Avez-vous toujours pensé être faite pour ce métier ?
A 9 ans, je déjeunais avec ma mère après une leçon de danse. Un recruteur m’a abordé et m’a demandé si je voulais faire du mannequinât. Je lui ai calmement rétorqué que ce que je voulais vraiment, c’était de devenir actrice. Ce qui montre le genre de petite peste que je pouvais être !

Parlez-nous de votre troisième incarnation de la reine Amidala dans l’épisode final de Star Wars …
J’adore travailler avec George Lucas et faire partie de cette incroyable machine. C’est vraiment impressionnant. Mais je dois admettre que je ne suis pas totalement au point sur toutes les complexités de la saga, ce qui ne devrait pas plaire aux légions de disciple de Star Wars !

Que retiendrez-vous de cette expérience ?
Cela a été grandiose de bosser avec de merveilleux acteurs : Ian McDiarmid, Ewan McGregor, Hayden Christensen … Tous ont d’incroyables personnalités. Idem pour George. Il a été en permanence une source d’une source d’innovation pour ce film. J’ai l’impression qu’il a toujours une génération d’avance. C’est probablement le plus grand défi de ma carrière.

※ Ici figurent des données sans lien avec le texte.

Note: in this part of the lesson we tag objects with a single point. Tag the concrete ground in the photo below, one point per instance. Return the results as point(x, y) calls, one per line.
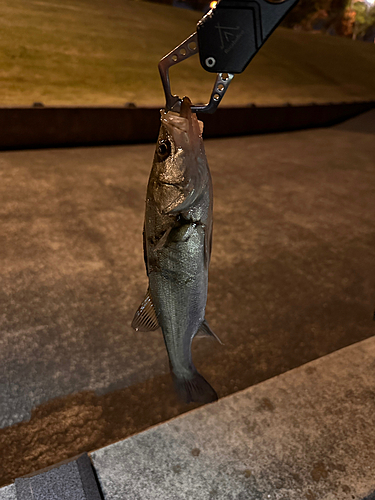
point(304, 435)
point(291, 280)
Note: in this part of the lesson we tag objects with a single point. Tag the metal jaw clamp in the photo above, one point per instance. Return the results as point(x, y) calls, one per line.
point(186, 49)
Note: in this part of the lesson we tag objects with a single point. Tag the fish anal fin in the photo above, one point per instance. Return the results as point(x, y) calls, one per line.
point(205, 331)
point(145, 318)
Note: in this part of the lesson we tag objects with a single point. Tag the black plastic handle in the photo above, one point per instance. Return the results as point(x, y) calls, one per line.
point(231, 34)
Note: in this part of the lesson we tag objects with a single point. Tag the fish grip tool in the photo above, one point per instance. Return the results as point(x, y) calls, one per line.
point(227, 39)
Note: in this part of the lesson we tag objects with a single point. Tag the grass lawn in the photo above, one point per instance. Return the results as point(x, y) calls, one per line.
point(105, 52)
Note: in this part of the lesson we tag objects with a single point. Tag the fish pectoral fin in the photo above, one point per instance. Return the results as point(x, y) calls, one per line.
point(145, 318)
point(205, 331)
point(162, 241)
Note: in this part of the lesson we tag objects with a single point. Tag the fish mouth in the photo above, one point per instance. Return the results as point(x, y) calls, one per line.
point(185, 121)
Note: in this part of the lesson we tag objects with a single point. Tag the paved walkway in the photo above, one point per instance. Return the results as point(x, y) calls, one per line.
point(291, 280)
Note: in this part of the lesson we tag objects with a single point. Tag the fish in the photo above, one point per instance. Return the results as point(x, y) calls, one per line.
point(177, 241)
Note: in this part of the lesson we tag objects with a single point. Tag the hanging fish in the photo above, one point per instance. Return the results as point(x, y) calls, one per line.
point(177, 247)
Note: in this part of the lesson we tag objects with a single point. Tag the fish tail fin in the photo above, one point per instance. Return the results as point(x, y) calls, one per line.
point(195, 389)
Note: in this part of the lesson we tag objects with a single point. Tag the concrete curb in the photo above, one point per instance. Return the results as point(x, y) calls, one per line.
point(307, 434)
point(41, 127)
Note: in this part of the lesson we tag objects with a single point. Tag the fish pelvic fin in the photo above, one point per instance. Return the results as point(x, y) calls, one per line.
point(145, 318)
point(205, 331)
point(195, 389)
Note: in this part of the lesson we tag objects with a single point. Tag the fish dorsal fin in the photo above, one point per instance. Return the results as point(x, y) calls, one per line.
point(145, 319)
point(205, 331)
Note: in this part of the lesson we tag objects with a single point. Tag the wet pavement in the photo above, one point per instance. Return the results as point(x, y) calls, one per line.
point(291, 279)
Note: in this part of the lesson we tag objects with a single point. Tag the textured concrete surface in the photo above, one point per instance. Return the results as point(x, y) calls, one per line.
point(8, 493)
point(290, 281)
point(307, 434)
point(70, 480)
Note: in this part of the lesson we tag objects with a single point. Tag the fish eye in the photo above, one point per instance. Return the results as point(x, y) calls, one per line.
point(164, 149)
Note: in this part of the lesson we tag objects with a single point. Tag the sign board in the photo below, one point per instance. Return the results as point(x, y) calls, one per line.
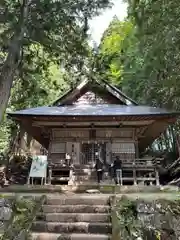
point(38, 167)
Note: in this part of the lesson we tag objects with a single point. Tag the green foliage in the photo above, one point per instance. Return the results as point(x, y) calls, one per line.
point(127, 222)
point(24, 212)
point(127, 225)
point(110, 59)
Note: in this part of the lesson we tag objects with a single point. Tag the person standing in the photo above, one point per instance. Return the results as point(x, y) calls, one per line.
point(118, 170)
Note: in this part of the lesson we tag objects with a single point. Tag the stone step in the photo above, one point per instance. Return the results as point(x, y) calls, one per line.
point(54, 236)
point(74, 217)
point(85, 178)
point(78, 200)
point(75, 209)
point(77, 227)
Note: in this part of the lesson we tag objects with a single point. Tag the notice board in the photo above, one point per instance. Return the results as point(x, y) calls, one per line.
point(38, 167)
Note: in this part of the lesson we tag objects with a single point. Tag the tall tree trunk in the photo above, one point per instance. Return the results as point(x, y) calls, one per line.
point(10, 66)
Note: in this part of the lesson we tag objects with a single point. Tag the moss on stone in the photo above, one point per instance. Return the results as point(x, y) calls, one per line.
point(139, 219)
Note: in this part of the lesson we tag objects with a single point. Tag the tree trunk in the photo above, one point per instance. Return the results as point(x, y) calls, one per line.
point(10, 66)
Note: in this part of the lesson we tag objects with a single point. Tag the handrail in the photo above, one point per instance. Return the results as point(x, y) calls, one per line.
point(11, 231)
point(114, 218)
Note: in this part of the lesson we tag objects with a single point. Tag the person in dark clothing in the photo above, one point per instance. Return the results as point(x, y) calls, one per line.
point(99, 168)
point(117, 170)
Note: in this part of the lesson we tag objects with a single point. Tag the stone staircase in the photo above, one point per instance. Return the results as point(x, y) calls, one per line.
point(74, 217)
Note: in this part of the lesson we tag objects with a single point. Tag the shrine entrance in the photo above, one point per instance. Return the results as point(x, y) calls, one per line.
point(91, 150)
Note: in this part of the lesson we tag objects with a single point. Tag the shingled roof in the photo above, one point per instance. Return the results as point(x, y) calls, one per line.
point(100, 87)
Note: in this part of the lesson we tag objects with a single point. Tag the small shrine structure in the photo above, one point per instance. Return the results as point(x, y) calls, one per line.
point(96, 117)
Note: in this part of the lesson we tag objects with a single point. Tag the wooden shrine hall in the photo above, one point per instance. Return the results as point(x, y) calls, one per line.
point(96, 117)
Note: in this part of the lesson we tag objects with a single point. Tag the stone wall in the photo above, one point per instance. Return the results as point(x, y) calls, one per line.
point(145, 220)
point(161, 217)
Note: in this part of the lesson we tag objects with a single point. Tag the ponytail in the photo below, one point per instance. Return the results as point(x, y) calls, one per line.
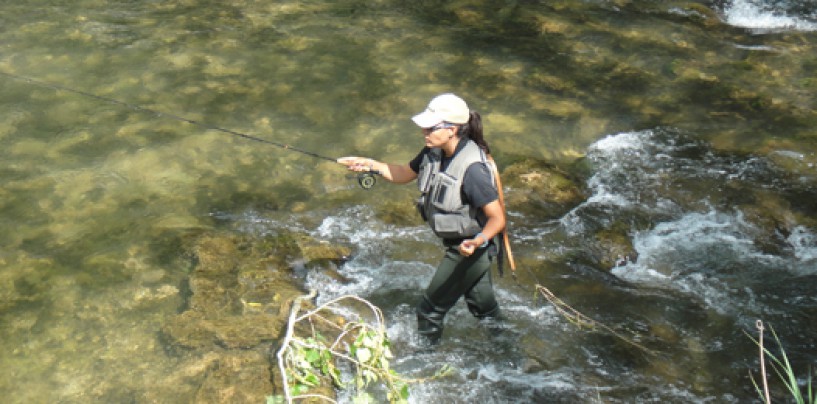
point(473, 130)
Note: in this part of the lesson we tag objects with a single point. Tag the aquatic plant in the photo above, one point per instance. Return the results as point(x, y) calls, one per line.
point(782, 367)
point(308, 356)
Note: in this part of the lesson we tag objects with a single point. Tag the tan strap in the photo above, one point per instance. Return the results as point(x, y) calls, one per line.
point(505, 238)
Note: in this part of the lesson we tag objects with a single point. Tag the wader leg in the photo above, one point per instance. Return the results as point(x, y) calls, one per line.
point(455, 276)
point(481, 300)
point(430, 321)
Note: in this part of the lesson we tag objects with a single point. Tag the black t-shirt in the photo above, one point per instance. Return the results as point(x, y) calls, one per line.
point(477, 187)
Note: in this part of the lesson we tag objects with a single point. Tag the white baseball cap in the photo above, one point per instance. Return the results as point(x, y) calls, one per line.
point(443, 108)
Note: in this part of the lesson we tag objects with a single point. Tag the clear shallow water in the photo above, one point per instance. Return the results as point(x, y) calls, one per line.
point(695, 125)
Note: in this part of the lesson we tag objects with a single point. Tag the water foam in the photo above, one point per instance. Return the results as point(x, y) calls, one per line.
point(756, 14)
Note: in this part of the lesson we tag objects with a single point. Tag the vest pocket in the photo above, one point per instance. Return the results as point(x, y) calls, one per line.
point(445, 194)
point(453, 225)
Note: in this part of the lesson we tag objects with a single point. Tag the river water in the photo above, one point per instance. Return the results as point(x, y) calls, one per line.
point(694, 122)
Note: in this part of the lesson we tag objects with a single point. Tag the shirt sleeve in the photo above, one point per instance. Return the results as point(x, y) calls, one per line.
point(477, 187)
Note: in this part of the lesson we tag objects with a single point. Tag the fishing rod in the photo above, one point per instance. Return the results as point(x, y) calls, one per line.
point(366, 179)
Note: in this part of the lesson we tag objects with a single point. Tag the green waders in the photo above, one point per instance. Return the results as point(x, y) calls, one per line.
point(457, 276)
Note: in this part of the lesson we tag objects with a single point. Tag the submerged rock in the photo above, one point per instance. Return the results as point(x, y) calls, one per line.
point(240, 293)
point(541, 188)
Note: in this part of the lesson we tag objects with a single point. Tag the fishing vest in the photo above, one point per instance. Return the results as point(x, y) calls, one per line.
point(440, 203)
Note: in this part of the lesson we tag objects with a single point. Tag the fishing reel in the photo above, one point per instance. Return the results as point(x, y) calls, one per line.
point(367, 179)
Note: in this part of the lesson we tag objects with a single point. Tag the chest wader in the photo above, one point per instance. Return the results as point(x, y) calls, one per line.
point(441, 205)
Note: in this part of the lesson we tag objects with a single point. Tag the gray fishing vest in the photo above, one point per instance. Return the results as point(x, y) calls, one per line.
point(440, 203)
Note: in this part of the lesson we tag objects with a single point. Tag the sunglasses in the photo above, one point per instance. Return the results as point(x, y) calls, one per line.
point(438, 126)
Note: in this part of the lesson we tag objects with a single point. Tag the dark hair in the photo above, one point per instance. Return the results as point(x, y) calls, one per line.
point(473, 130)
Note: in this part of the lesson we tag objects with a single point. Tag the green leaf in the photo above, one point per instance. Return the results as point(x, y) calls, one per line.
point(363, 355)
point(404, 392)
point(313, 355)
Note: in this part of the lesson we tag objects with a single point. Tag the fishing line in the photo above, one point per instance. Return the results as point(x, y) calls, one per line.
point(366, 179)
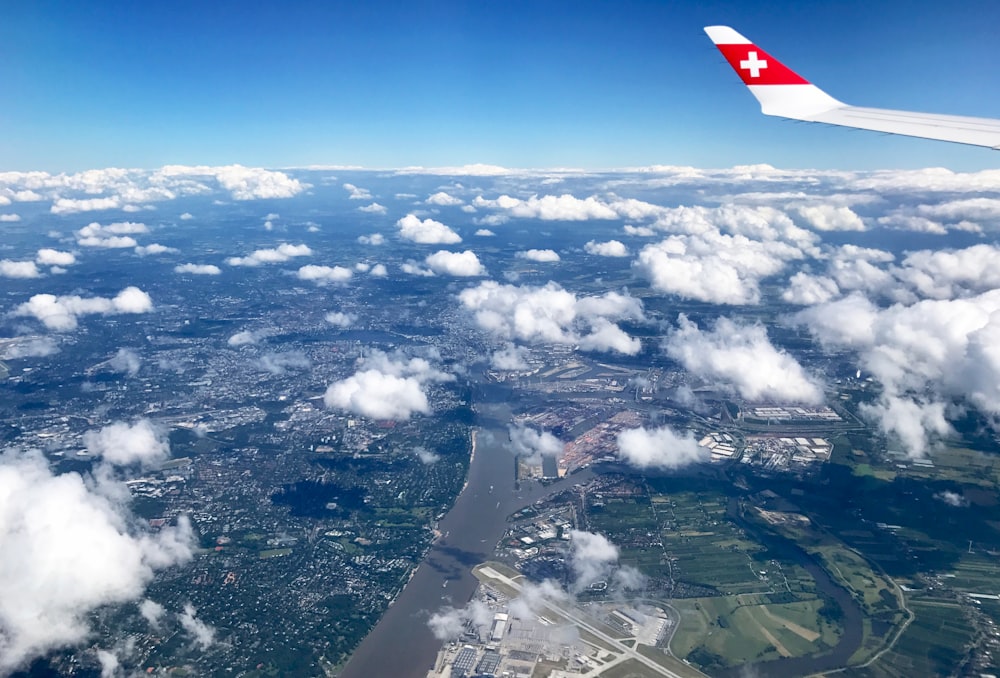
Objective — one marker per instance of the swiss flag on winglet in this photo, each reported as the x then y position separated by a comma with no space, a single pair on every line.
757,67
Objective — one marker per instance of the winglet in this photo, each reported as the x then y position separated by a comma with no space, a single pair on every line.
779,89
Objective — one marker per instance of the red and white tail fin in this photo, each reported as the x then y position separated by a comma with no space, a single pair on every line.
779,89
784,93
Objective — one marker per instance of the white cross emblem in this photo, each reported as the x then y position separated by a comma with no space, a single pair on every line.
753,64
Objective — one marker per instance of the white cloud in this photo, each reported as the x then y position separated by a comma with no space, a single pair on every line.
427,231
62,313
444,200
805,289
50,257
611,248
551,314
539,255
322,274
591,557
463,264
154,248
830,217
355,193
532,445
67,548
282,253
426,456
244,338
123,444
338,319
198,269
714,267
387,387
510,357
202,635
18,269
243,183
743,358
375,395
34,347
110,242
74,205
550,207
126,361
449,623
281,363
659,448
152,612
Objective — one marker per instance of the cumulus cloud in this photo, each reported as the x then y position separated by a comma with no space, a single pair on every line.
244,338
713,267
343,320
532,445
924,355
659,448
152,612
67,548
113,236
124,444
539,255
35,347
325,274
449,623
611,248
830,217
426,231
127,361
50,257
243,183
355,193
281,363
462,264
154,248
591,558
742,357
282,253
444,200
198,269
63,313
426,456
386,387
550,207
806,290
18,269
551,314
952,498
510,357
202,635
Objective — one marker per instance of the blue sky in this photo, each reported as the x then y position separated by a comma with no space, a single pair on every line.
519,84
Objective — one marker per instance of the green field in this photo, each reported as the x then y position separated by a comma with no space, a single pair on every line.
932,645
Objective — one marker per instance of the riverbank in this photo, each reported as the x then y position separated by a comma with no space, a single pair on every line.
401,644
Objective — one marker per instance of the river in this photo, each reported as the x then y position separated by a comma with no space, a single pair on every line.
401,644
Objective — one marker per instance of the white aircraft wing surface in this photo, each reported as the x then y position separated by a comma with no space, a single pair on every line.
783,93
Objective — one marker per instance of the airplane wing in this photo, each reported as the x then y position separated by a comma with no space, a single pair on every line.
783,93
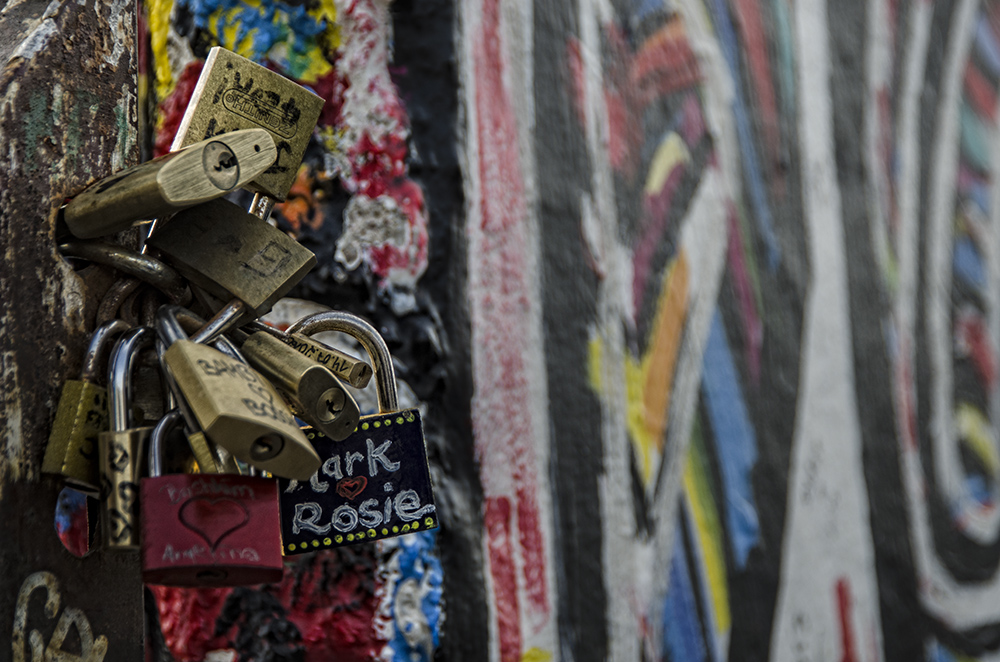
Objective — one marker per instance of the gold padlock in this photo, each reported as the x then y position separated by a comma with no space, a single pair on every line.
119,448
230,253
81,416
201,172
320,397
235,93
234,405
352,370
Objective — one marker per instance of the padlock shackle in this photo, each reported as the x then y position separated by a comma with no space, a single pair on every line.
170,420
168,328
145,268
119,374
370,339
92,360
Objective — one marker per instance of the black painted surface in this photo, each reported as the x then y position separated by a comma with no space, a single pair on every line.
569,299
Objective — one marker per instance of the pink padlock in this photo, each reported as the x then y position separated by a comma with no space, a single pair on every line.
207,529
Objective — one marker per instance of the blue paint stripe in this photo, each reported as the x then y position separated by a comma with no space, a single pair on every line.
682,636
986,45
968,265
735,440
758,197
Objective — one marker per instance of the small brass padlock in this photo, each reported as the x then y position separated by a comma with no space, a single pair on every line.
354,371
234,93
230,253
207,529
235,406
374,484
119,448
319,396
199,173
82,414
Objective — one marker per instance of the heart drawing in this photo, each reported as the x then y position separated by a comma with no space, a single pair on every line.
213,519
351,487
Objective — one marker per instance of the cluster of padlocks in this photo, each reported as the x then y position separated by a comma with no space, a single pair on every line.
278,459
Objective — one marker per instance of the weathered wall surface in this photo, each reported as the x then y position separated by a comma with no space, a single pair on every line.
701,299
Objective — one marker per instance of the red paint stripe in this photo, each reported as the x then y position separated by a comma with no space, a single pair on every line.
753,333
846,627
502,296
498,528
752,35
980,93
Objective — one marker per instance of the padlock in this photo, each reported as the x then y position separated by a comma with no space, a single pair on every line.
232,254
198,173
234,93
316,393
375,484
207,529
131,263
119,448
235,406
354,371
81,415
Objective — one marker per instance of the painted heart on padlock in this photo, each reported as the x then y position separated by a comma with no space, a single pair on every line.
351,487
213,519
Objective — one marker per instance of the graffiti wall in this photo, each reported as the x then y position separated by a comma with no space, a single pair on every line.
700,301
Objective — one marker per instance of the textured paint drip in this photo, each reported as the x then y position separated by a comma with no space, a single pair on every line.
414,596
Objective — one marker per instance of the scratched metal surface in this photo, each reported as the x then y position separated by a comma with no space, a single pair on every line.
67,116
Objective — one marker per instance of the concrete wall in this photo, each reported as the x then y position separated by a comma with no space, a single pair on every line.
702,300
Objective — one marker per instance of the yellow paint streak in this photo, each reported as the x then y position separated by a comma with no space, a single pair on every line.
595,359
709,535
327,11
661,356
536,655
671,153
159,26
317,67
975,432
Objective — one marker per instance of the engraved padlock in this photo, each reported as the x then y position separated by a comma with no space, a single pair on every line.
82,414
375,484
317,395
207,529
236,93
232,254
144,268
352,370
120,447
235,406
185,177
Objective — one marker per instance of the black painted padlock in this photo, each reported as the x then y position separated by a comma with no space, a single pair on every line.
375,483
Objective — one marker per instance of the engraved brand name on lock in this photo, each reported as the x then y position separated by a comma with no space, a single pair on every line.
176,494
259,111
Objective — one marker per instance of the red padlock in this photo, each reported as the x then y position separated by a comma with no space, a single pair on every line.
207,529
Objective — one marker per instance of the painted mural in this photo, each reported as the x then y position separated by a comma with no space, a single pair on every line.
700,300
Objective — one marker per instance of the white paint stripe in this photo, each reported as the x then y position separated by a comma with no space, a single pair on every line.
827,532
538,627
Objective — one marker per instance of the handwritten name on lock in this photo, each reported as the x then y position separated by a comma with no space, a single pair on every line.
372,485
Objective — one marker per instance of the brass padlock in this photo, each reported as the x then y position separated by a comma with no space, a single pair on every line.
235,406
81,415
319,396
234,93
119,448
232,254
375,484
354,371
201,172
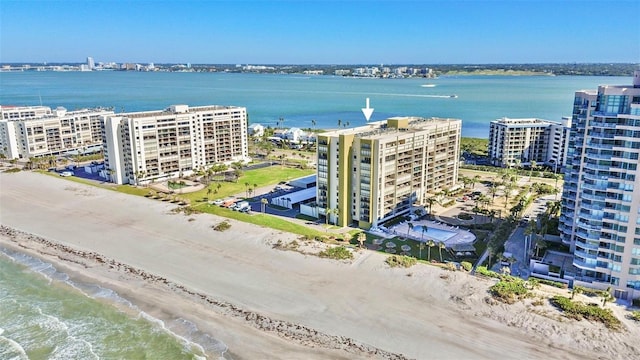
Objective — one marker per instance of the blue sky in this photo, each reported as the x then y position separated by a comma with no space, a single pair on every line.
320,32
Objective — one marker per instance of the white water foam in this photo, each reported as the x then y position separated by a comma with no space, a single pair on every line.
10,349
66,349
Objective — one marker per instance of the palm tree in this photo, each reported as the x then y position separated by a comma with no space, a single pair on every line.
430,244
508,188
493,190
441,246
430,202
362,238
264,203
576,290
530,230
347,238
421,246
533,167
490,253
606,296
540,244
474,181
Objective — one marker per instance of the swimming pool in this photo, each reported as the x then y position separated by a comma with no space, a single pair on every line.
435,233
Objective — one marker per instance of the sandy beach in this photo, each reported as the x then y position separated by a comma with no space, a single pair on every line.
266,303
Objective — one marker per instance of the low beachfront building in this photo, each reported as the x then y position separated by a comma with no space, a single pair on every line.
256,130
369,174
515,142
142,147
35,131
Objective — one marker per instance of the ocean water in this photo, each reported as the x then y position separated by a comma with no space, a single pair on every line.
300,99
44,315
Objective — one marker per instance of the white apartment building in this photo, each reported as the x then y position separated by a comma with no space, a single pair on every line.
33,131
600,216
372,173
514,142
156,145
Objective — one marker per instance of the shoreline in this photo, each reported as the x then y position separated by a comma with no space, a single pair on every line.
325,308
72,261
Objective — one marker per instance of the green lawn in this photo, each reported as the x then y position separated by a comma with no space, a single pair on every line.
260,219
261,177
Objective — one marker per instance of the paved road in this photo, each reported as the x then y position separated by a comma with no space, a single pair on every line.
516,243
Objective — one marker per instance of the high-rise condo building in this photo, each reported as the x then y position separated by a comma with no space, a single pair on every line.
155,145
600,217
33,131
90,63
372,173
520,141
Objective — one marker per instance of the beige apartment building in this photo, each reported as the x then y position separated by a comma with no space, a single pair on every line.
372,173
141,147
34,131
515,142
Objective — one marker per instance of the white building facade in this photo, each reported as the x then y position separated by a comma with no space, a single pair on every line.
600,218
369,174
155,145
34,131
514,142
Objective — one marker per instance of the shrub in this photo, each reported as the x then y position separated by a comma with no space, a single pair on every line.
558,284
338,253
225,225
467,266
465,216
482,270
486,226
580,311
509,290
401,261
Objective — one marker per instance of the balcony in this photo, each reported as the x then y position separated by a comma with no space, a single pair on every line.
586,245
583,264
584,254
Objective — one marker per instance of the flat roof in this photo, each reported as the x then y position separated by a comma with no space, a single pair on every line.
295,197
304,181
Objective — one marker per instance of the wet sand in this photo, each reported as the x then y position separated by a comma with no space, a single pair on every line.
271,304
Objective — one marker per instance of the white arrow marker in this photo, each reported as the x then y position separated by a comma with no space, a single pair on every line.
367,111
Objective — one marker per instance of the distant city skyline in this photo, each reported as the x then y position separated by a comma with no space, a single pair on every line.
320,32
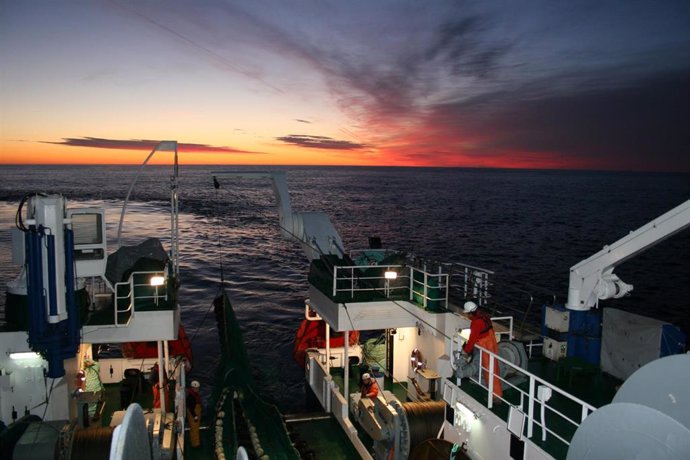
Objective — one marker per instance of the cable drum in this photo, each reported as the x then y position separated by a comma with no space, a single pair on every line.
424,420
91,444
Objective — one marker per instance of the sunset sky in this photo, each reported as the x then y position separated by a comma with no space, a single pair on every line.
517,84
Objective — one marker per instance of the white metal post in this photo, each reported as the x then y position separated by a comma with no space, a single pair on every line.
328,348
161,378
347,371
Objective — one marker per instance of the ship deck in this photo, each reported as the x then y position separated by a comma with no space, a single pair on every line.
573,376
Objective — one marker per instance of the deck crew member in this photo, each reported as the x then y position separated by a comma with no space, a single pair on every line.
482,334
193,402
369,387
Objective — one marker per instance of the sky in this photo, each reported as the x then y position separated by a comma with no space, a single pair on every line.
601,85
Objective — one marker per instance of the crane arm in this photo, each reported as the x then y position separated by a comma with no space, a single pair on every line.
593,279
313,230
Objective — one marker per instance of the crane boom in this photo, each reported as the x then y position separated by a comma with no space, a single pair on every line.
314,230
593,279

Donnez-nous votre sentiment sur ce dernier volet …
Je pense que les gens ont été un peu frustrés après la menace fantôme. La revanche des Sith a une véritable intrigue à plusieurs niveaux, avec un côté émotionnel très important. Surtout, puisque c’est le dernier épisode de la saga, toutes les énigmes y sont résolues.

Que retiendrez-vous des exigences d’un tel tournage ?
C’est une énorme gageure pour l’imagination. En fait, ça vous replonge en enfance et c’était merveilleux en ce sens : C’est peut-être la forme la plus pure du jeu d’acteur. Il faut sans cesse imaginer un décor, parfois même l’acteur qui est supposé vous donner la réplique …

Comment vos camarades de Harvard ont-ils pris le fait d’avoir une star parmi eux ?
Nous vivons tous dans une certaine culture de la célébrité et ils n’ont pas été impressionnés ; Il fallait avant tout que je me prouve à moi-même que j’étais capable de suivre des études. Si j’avais dit quelque chose de stupide en cours, ils m’auraient brocardée : « On voit comment elle est arrivée là. » C’était un challenge.